There’s always a tendency to discredit knowledge and geniuses from the past. We have access to an abundance of scientific information and data today, and it’s very easy to pass judgment. We may think they were ignorant, or just didn’t know any better. However, it’s always important to fully appreciate the context of the time and realize the intelligence of those who paved the way for modern science can still be impressive.
Take, for example, Eratosthenes, chief librarian of the Library of Alexandria, and most famous for calculating the circumference of the earth. No ancient civilizations had much knowledge of the earth, as proven by ancient maps. Little was known, and to have an idea of the size was incomprehensible. In the third century BA, Eratosthenes actually devised a way to calculate the size of the earth.
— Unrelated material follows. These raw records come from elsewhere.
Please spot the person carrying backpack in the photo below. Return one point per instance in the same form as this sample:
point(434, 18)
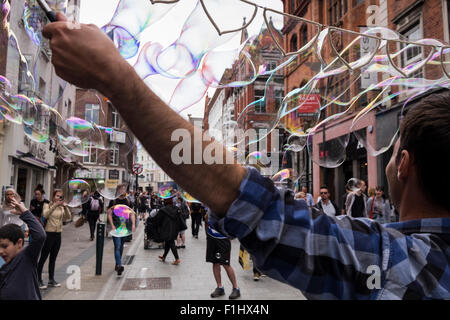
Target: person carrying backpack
point(185, 214)
point(170, 222)
point(115, 223)
point(93, 208)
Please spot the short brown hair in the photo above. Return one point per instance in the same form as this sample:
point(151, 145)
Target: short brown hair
point(425, 133)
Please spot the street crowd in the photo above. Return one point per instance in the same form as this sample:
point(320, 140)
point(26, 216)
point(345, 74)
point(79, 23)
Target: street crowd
point(324, 256)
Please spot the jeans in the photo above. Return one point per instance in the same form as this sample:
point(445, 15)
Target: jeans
point(170, 245)
point(51, 247)
point(196, 222)
point(118, 249)
point(92, 219)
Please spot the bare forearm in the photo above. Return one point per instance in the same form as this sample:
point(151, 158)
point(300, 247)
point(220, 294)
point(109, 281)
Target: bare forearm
point(153, 123)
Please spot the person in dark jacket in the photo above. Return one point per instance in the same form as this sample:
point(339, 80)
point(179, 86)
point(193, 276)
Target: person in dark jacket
point(325, 204)
point(18, 276)
point(169, 220)
point(92, 209)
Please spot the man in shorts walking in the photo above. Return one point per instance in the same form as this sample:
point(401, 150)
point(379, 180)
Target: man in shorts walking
point(218, 252)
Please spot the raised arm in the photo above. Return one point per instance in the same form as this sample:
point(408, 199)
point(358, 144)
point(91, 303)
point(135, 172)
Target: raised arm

While in Syene, Egypt, Eratosthenes measured the sunlight striking the bottom of a well on the longest day of the year. He figured that the angle of the shadow at the same exact time would be different in Alexandria, further to the north. He determined that if he could measure this angle, and with the knowledge of the exact distance between the two cities, he could then make a determination of how big the earth is. Hiring someone to walk that distance, he determined the distance between the two cities by means of counting the precision steps. With the calculations in hand, Eratosthenes arrived at a value of 24,700 miles.
How did he do? By today’s instruments, the earth’s circumference around the equator is 24,902 miles. Not bad for someone about 2,000 years ago. Armed with only rudimentary calculating skills, and essentially no technology, his accuracy is quite impressive.
Eratosthenes was a predecessor of a genius mind, similar to that of Leonardo da Vinci, or a Benjamin Franklin. He was one of the first people to seriously attempt to put historical events into chronological order. He was a mathematician, geographer, musical scholar, poet, astronomer, and inventor. We owe him a debt for modern concepts of longitude, latitude, musical scales, and knowledge of prime numbers. He was a man of many talents, and his legacy will be forever ensured with his ability to accurately calculate just how big the world is.
Simply because someone predates out time, does not take away from their genius. Take inspiration from the people you admire today, but reflecting through history can draw much inspiration as well. True, their ideas may not all have turned out accurately, but these people throughout history all build up a foundation for modern science and knowledge. Some of the concepts and building blocks have been around for a long time. Some may have been tortured for going against religious doctrines of their time. Others were mocked and thought of as second class, as was Eratosthenes. Step out into the world, and look around, and in most cases, you are literally looking at the legacy of intelligence and genius from millennia past.